Mouvements de protestation à l’ouest de l’Iran  29 décembre 2015


Protestation à Kermanshah - photo d'archive

Citation :
CNRI- Plusieurs mouvements de protestation ont eu lieu à l’ouest de l’Iran ces dernières 24 heures, menés par des étudiants iraniens et des ouvriers qui revendiquaient leurs droits. Ilam, Iran occidental – Un groupe d’étudiants en dernière année à l’Université de Bakthar a manifesté samedi sur leur campus après qu’ils aient été empêchés de participer à une session d’examen sous prétexte qu’ils n’avaient pas payé leurs frais de scolarité.

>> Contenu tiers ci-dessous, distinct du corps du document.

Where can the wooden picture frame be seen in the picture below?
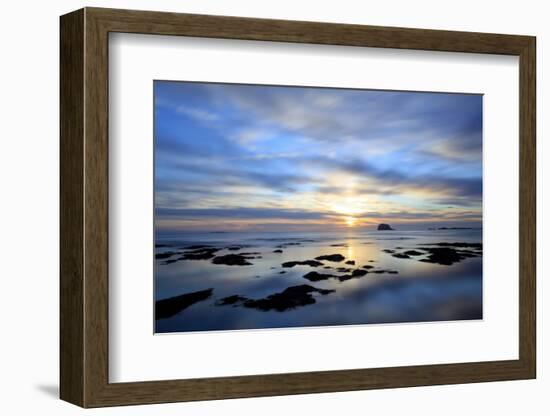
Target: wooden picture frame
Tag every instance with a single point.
(84, 207)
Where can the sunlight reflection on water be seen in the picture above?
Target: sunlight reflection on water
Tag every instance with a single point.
(419, 292)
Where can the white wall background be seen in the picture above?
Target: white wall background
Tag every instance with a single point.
(29, 212)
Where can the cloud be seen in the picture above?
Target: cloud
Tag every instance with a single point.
(239, 213)
(302, 154)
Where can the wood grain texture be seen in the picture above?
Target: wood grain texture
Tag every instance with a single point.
(71, 208)
(84, 207)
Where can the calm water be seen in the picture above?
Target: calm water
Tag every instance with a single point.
(420, 291)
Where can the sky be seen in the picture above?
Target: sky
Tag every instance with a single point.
(234, 157)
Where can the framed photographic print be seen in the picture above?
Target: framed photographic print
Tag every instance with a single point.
(255, 207)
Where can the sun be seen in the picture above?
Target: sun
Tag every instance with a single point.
(350, 221)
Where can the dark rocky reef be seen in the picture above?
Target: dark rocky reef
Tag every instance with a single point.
(444, 253)
(232, 260)
(354, 274)
(166, 308)
(311, 263)
(331, 257)
(199, 253)
(413, 253)
(198, 246)
(446, 256)
(230, 300)
(316, 276)
(290, 298)
(165, 255)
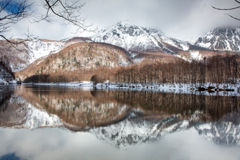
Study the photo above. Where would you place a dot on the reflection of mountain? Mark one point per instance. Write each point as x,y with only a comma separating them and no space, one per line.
19,113
135,131
225,131
107,115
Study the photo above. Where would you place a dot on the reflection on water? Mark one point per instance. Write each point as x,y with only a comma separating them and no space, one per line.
119,118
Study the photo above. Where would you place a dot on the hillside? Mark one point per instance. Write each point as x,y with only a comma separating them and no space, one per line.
138,39
78,58
223,39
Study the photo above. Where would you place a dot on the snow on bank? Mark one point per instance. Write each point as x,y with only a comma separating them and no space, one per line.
3,82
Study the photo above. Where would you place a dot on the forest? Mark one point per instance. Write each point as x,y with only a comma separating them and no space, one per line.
217,69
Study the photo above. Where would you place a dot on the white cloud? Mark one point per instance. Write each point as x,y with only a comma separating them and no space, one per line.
182,19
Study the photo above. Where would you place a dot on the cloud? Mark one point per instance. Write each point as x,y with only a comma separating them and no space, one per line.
181,19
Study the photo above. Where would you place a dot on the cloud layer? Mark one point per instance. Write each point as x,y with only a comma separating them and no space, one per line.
182,19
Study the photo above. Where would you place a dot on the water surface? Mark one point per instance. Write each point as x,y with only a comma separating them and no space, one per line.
44,122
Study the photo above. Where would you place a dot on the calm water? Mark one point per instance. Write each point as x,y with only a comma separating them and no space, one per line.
40,122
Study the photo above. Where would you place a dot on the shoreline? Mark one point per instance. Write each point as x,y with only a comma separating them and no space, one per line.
211,89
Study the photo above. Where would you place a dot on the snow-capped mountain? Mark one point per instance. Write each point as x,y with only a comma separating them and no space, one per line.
139,39
39,48
23,54
6,74
223,39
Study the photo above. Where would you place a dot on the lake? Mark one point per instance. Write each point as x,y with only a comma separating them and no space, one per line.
53,122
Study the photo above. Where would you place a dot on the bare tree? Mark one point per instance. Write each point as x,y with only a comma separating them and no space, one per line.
229,9
12,11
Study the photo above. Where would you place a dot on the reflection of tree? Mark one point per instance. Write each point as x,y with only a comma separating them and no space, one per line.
94,108
13,11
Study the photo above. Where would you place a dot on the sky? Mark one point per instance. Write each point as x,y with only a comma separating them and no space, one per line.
180,19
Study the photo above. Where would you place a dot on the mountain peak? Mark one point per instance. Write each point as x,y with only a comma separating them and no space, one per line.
224,39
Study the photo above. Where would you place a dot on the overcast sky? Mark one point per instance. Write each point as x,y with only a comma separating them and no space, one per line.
181,19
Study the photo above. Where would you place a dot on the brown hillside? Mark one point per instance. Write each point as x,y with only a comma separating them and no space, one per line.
77,59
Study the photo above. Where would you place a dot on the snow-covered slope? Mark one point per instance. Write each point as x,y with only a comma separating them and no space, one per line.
224,39
39,48
5,74
23,54
135,38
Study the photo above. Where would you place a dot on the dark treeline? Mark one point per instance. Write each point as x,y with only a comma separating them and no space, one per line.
218,69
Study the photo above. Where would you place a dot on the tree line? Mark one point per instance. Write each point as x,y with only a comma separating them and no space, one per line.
218,69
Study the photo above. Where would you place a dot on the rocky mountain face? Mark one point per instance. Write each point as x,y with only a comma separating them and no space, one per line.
78,58
223,39
22,55
137,39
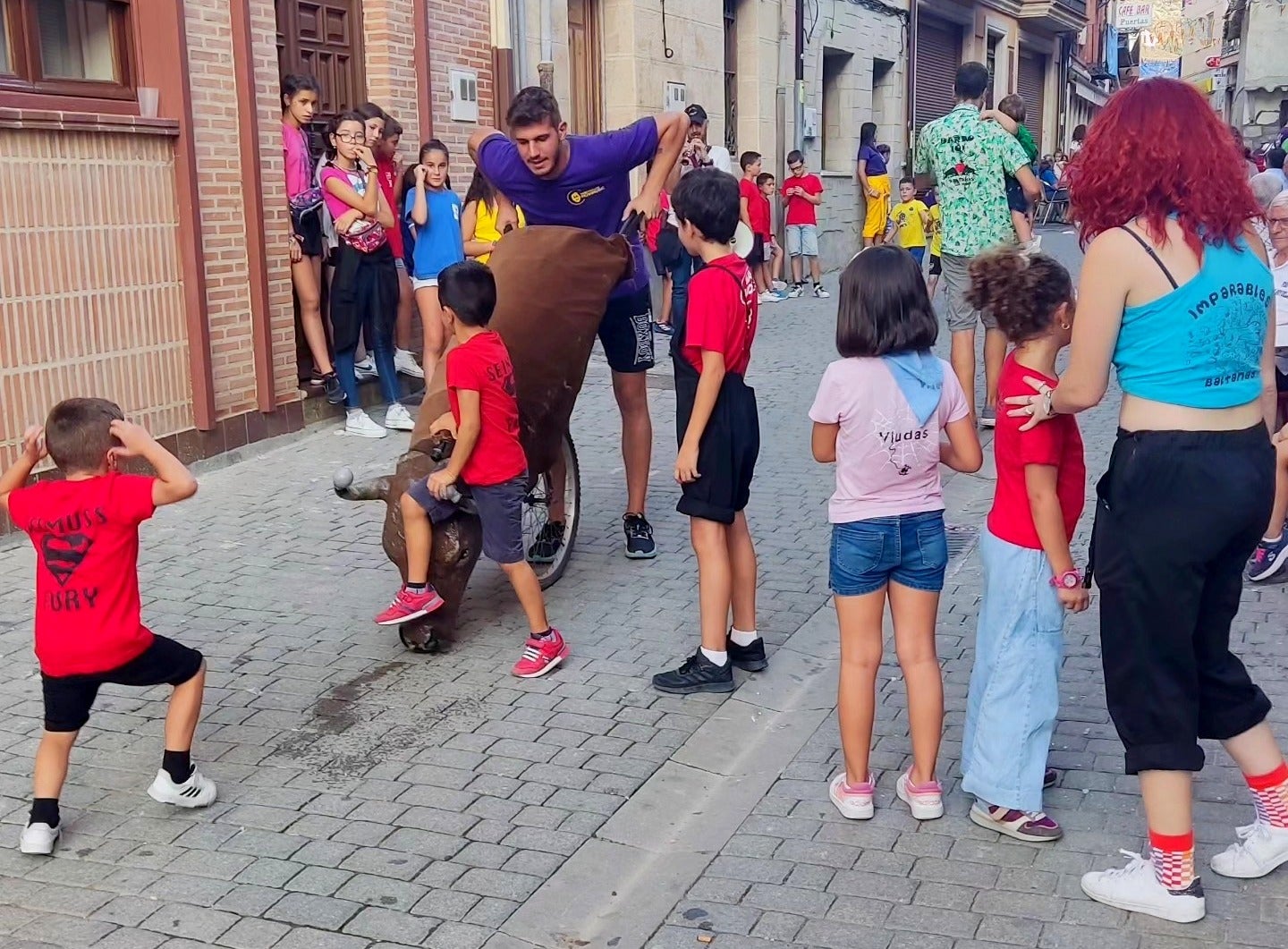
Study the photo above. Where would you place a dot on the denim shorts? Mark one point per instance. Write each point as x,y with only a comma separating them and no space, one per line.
910,550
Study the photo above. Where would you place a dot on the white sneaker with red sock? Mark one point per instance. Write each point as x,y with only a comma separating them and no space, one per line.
1162,885
1264,845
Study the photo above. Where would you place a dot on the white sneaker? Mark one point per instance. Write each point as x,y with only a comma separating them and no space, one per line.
398,419
38,838
199,791
1262,849
359,422
406,363
1135,889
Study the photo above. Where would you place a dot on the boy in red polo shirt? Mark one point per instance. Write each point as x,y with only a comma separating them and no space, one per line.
85,528
719,434
487,457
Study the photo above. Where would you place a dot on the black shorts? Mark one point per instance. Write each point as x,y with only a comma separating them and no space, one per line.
626,333
1177,517
308,228
500,509
726,454
70,698
1015,199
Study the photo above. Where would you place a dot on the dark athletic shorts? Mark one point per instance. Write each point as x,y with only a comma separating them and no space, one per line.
70,698
626,333
726,454
500,509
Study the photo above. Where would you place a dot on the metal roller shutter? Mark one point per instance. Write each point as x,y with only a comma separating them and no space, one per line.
939,53
1030,82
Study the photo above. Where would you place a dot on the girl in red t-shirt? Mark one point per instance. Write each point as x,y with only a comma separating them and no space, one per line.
1030,576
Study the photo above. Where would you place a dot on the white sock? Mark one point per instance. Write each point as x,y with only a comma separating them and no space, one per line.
717,658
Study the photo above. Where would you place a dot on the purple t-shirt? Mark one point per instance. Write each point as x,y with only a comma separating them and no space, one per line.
591,192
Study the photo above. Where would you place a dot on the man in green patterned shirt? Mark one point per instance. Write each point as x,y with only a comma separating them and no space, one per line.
968,160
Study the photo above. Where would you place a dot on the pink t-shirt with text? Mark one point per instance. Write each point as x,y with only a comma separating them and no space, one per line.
886,463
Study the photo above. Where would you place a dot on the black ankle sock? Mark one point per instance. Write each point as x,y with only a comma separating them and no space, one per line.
44,810
178,765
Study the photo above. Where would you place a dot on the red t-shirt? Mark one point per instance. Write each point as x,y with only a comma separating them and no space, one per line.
483,363
722,316
799,210
1055,442
87,538
386,173
758,207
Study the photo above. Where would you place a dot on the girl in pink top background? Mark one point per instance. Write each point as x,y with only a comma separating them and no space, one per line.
299,106
880,415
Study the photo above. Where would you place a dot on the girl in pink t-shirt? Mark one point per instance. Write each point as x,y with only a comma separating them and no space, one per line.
878,415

Sanandaj, Iran occidental – Un groupe de contractuels municipaux de la Chambre des Industries et Mines a manifesté samedi devant ses locaux pour réclamer leurs salaires en retard. Les travailleurs doivent recevoir six mois de rappel de salaire pour avoir effectué des heures supplémentaires.

Sanandaj – Un groupe de contractuels de la mairie du 2e district de Sanandaj a tenu un rassemblement samedi dans la mairie pour réclamer les salaires impayés du mois passé.


Dehgalan, Iran occidental – Un groupe de travailleurs a protesté samedi devant l’agence pour l’emploi municipale pour n’avoir pas touché leur assurance santé et de leur salaire mensuel.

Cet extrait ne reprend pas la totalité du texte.